命を捧げ、失った愛を弔う
誕生日のあの日、私・白石美月(しらいし みづき)と義妹の白石美咲(しらいし みさき)は交通事故に遭った。
炎はすでに私の体に燃え移っていた。それなのに、婚約者の篠原蓮(しのはら れん)は助手席を指さし、こう言った。
「先に美咲を助けてくれ。あの子は心臓が弱いんだ」
目を覚ましたとき、私の顔は見る影もなく焼けただれ、余命は長くても一か月だと告げられた。
その後、篠原家と白石家の利益のために、家族は美咲を私の代わりに嫁がせることに決めた。
蓮は、包帯で覆われた私の顔を痛ましげに撫でながら、こう約束した。
「顔の傷が治ったら、篠原家の妻の座は必ず君に返す」
私は笑って頷いた。
それどころか、自分が持っていた株式も、不動産も、未公開の絵までも、結婚祝いとして美咲に譲り渡した。

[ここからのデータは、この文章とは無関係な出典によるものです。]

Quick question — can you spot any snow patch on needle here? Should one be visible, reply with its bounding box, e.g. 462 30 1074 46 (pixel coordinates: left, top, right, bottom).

美咲は私の作品を踏み台にして、世間の注目を一身に浴びる天才画家となった。
記者の取材を受けた母は、感極まって涙を流しながら言った。
「あの時、事故に遭ったのが美咲じゃなくて本当によかったわ。そうでなければ、うちは天才を一人失うところだったもの!」
蓮もまた、世間に向けて高らかに宣言した。「美咲こそが、篠原家の嫁になるのだ」と。
けれど、彼らは知らなかった。
本当の天才が、片隅から冷ややかに彼らを見つめていたことを。
そして、私が自ら差し出したすべてのものは――
最初から復讐のために用意した供物だったということを。